In a “darkly humorous” sketch, Ms Gardin made a series of ironic jokes about the impact the Hollywood sex abuse and harassment scandals have had on the showbiz industry.
She joked: “From now on, it's clear, producers are not allowed to rape actresses. [But] what is not clear, is - do we, women, have the right to continue to sleep [with men] for roles? Because if not, well - we will have to learn our lines and go to auditions, and we don’t have the time, frankly."
#BlancheCardin remet le César de meilleur espoir féminin et pose la question "Est-ce qu'on pourra toujours coucher pour avoir un rôle ?"#César2018 Actuellement en clair en direct et en exclu sur CANAL+ ➡ https://t.co/AYtY4F9MTV pic.twitter.com/U5XRMvYWOa— cinemacanalplus (@cinemacanalplus) March 2, 2018
Ms Gardin joined many other attendees of the awards ceremony in wearing a "#NowWeAct" white ribbon, as a sign of solidarity in the wake of the scandals and a symbol against violence towards women.
She also wore a badge bearing the face of American comedian and actor Louis C.K., one of the high-profile individuals who admitted to inappropriate sexual behaviour towards women early in his career.
Videos from the event suggest that most of the audience enjoyed the routine, but some - including actress Garance Marillier, shown below - looked less than impressed.
Former Hollywood producer Harvey Weinstein was the first powerful man in Hollywood to be accused of serious sexual assault, and has been accused of inappropriate advances, and rape, by over 80 actresses, including Rose McGowan, Charlize Theron, Uma Thurman and Salma Hayek.
Since then, many others have been accused by both men and women, including the actors Mr. C.K, Kevin Spacey, James Franco, Dustin Hoffmann, Steven Seagal, and many others.
Many of those accused have spoken out to admit the allegations and offer apologies for their actions.
Some - including Mr Weinstein, Mr Spacey, Mr C.K., and a host of others - have lost high-profile roles and projects in the wake of the incidents.
Social media campaigns such as the #MeToo and #BalanceTonPorc hashtags have also helped non-famous people contribute to the conversation, and speak in support of those affected.

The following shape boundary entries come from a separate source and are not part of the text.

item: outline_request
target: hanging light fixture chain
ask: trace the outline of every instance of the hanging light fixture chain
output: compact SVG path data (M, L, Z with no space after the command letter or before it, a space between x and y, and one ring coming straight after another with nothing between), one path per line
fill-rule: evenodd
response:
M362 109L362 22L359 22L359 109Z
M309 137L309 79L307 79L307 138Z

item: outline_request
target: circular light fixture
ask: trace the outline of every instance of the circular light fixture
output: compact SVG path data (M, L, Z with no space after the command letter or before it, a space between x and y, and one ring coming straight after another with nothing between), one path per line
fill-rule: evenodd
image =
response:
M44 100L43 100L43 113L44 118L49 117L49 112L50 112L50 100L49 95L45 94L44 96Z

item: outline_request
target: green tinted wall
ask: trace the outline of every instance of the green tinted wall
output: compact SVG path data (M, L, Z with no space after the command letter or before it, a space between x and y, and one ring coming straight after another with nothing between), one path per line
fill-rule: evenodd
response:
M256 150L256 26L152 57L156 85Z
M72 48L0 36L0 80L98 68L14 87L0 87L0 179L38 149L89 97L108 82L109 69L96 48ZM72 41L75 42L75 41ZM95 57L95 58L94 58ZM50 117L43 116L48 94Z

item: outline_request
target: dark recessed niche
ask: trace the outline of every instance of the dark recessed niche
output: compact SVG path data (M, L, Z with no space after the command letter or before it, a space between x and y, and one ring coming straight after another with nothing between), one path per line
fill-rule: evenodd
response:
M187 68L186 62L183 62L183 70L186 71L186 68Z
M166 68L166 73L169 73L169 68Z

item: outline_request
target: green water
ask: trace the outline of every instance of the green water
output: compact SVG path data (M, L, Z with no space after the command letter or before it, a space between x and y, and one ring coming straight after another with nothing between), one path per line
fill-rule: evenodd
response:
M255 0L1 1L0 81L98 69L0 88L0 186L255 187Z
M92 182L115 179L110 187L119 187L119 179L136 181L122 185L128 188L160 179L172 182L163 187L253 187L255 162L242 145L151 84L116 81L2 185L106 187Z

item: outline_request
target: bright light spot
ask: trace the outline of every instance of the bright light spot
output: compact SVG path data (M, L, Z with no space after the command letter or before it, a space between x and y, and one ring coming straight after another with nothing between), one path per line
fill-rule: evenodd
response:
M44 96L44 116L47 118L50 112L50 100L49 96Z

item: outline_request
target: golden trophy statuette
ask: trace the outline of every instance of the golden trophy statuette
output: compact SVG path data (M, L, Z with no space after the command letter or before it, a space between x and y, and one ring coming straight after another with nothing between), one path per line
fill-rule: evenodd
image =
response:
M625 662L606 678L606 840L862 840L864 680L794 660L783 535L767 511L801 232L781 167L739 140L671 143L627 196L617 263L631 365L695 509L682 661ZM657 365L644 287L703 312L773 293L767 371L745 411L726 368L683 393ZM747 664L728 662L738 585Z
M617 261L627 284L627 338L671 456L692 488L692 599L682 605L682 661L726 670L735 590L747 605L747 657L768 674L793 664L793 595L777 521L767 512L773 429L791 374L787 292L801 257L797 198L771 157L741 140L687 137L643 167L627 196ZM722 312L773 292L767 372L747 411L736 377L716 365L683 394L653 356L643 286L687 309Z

The scandal continues as more and more women speak out, arguably helping to prompt a significant change in the culture towards speaking out about, and dealing with, sexual harassment.
The Césars ceremony itself took place at the Salle Pleyel in the 8th arrondissement in Paris, on Friday March 2.
Actress Vanessa Paradis opened the ceremony with a speech explaining the meaning of the “#NowWeAct” white ribbon.
Vanessa Paradis : "Ce soir je porte ce #RubanBlanc en soutien à la lutte contre les violences faites aux femmes et à chacun"#César2018 Actuellement en clair en direct et en exclu sur CANAL+ / [Les meilleurs moments disponibles sur #myCANAL] ➡ https://t.co/AYtY4F9MTV pic.twitter.com/sOiBUS04Nq— cinemacanalplus (@cinemacanalplus) March 2, 2018
Winners included 120 BPM for best film, Albert Dupontel as best director for his film Au Revoir Là-Haut; Sara Giraudeau as best actress for her role in the film Petit Paysan; and Antoine Reinartz as best actor for his role in 120 BPM.
Other attendees included Juliette Binoche, Isabelle Huppert, Marion Cotillard, Penelope Cruz, Javier Bardem, Olga Kurylenko, Noomi Rapace, Christian Louboutin and Jean-Paul Gaultier.
Of those, Huppert especially has previously been vocal about the scandals.
Earlier this month, she said that the #MeToo campaign "should have happened sooner", and offered her "sympathies and hopes" to the women affected.
She added: “Everything that has been said - since this began several months ago - should have been said."